Topology description

As already mentioned, the topology implemented by bare-metal guests includes at least 3 distinct hardware nodes and at least one smart plug:

  • HostController: implementing the central DB, the HostController Agent, the iSCSI service and crawlers;
  • Sniffer: a dedicated machine used as network gateway with sniffing capabilities;
  • Sandboxes: one or more dedicated machines used as sandboxes for the analysis;
  • SmartPlug: one for each Sandbox taking part in the topology. At the moment, only TP-Link HS100 is supported.
N-Tiers - Baremetal topology details

From the picture above we identify two distinct network domains. The first one is identified by a private LAN connecting together HostController, Sandboxes and the Sniffer. The second one simply connects the sniffer to the external Internet.

Like in the other topologies, the sniffer behaves as a gateway: it routes traffic incoming on ETH1 (LAN) to ETH1(WAN) and vice versa, implementing NAT. Therefore, the sniffer is configured to automatically receive an IP address on its ETH0. On the contrary, it will statically acquire 192.168.0.1 on ETH1. The sniffer will then serve DHCP and DNS requests on ETH1, assigning IPs from 192.168.0.2 up to 192.168.0.128.

The HostController resides in the same LAN where Sandboxes are. Therefore, it binds the address 192.168.0.251. Again, since we plan to use a single HostController, the database is hosted locally to the HostController and will bind the loopback address (127.0.0.1).

Sandboxes reside in the private LAN and acquire an IP address directly from the sniffer, via DHCP. Each sandbox is connected to the power line through a smart plug, which joins the private LAN too. The sniffer will then be configured to assign specific IP addresses to smart plugs so that each of them will be leased an known IP address via DHCP. Such configuration is necessary in order to create a binding between each smart plug and its connected sandbox. More details are available in the Sniffer configuration section.

Notes on the iSCSI diskless boot

Sequence diagram descripbint iSCSI boot procedure for bare-metal sandboxes

Bare metal sandboxes take advantages of diskless boot over iSCSI protocol in order to implement clean state rollback and centralized image management. The idea is to use diskless sandboxes, which boot over the network via a PreXecution Environment (PXE). Each sandbox is configured to boot via a permanent USB stick containing a custom version of iPXE. When the sandbox boots up, the iPXE script will perform a special HTTP request against the HostController Service. When this happens, the HostController will allocate a new differencing disk upon a base virtual disk. Then it exposes the newly created disk via an iSCSI target. Then, the web request performed by the sandbox is responded with the iSCSI boot parameter that the specific sandbox needs to apply. As a result, the Sandbox will hook the specified SAN and will boot up.
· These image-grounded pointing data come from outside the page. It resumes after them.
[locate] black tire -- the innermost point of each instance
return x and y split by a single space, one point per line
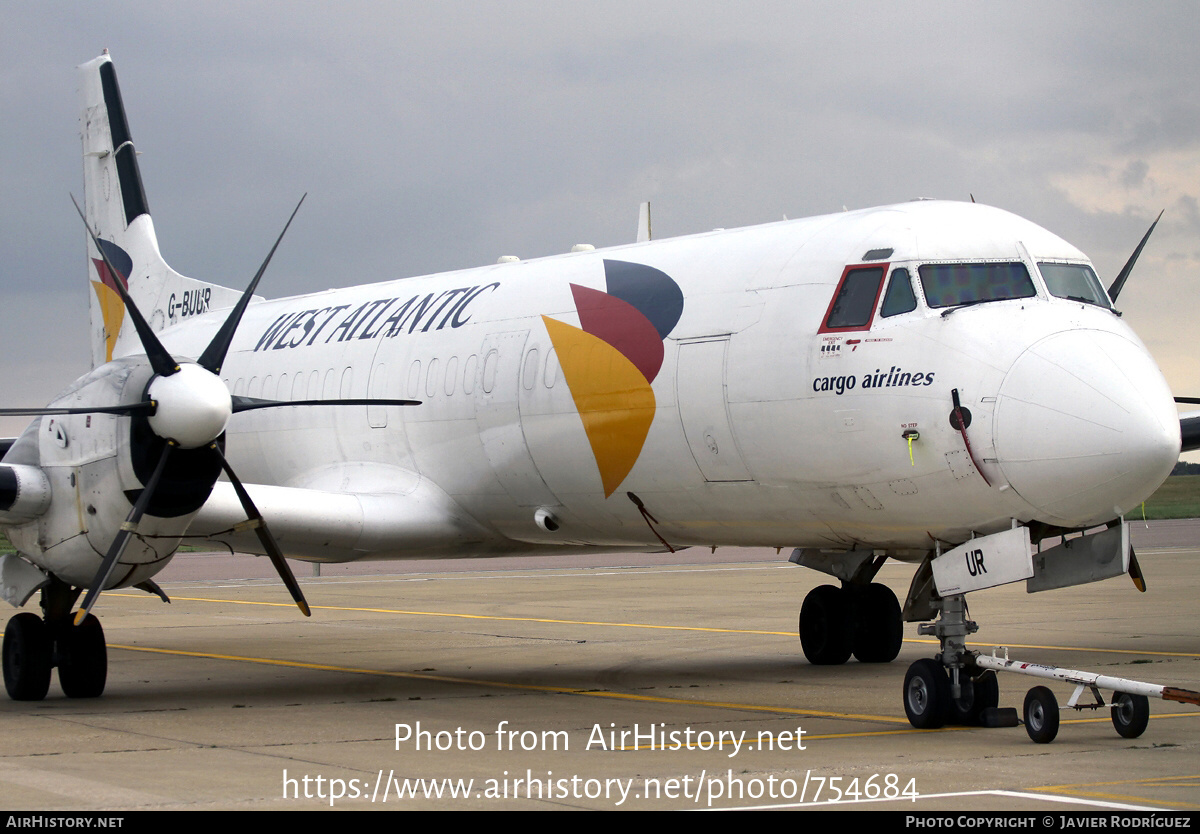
27 658
1131 714
979 693
83 659
1041 714
927 694
879 627
826 630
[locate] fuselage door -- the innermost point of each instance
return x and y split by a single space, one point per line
703 409
498 417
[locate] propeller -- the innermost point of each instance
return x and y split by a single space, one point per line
187 407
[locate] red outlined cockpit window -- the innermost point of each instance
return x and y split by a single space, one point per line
899 297
853 304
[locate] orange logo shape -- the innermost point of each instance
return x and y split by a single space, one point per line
112 307
610 363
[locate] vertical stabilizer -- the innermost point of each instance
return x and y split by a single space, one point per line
117 210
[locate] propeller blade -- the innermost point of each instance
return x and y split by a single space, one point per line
214 355
162 363
123 538
148 406
1115 289
253 403
1139 580
264 534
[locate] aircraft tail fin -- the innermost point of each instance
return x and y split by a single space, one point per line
115 209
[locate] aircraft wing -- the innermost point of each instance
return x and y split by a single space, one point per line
323 525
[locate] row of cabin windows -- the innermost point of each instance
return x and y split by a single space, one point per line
953 285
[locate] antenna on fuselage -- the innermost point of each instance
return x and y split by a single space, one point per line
643 222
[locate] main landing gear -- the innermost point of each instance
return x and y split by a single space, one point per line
859 619
33 646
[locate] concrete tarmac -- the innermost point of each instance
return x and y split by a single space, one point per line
581 684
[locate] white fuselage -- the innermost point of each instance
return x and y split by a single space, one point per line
765 430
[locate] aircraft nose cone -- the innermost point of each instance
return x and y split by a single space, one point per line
1085 427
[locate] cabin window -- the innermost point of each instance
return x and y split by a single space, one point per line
431 378
899 298
1075 282
468 373
853 304
951 285
529 376
414 379
451 375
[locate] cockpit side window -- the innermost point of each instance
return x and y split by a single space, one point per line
853 304
951 285
899 298
1075 282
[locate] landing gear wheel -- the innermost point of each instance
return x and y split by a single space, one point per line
83 659
927 694
1042 714
27 658
1131 714
879 628
826 633
979 693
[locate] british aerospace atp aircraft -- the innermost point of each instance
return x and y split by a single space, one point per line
940 383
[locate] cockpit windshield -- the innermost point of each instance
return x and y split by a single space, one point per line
952 285
1075 282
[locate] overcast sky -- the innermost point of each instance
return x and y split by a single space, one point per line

Every IO against the disk will go trough iSCSI and will only affect the differencing disk attached to that iSCSI LUN.

When the analysis is over, the HostController will hard reboot the Sandbox using the associated power plug. Therefore the sandbox will boot again in the iPXE environment and the process reiterates. The only difference with the previous step is that the differencing disk will be deleted and created again (such operation takes almost no time).

Requirements and limitations

Despite other different topologies, the current one necessitates a Windows Server OS to host the HostController service. Such requirement is due to the need of a scriptable iSCSI service, alongside the support of virtual disks and differencing virtual disks (VHD and VHDX). While there is no current plan to support Linux hosts for this specific topology, the implementation of a Linux compatible service would not be impossible.

The current implementation also assumes that the guest machines are equal in terms of hardware (same mainboard - CPU). Such limitation depends on the usage of a single “base image”, which includes all the basic configuration and clean state for a single sandbox. In fact, different sandboxes would probably require different drivers and configurations, thus many different base-image for each hardware configuration. Such requirement would vanish the benefits of maintaining a single central disk image.

In order to implement machine hard control, we use smart plugs. Unfortunately, the system only supports TP-Link HS100 smart plugs at the current stage. However, it is not diffucult to implement specific software layer driver for different smart plugs. Expert users or pyuthon programmers could adapt the code in order to work with different smart plugs.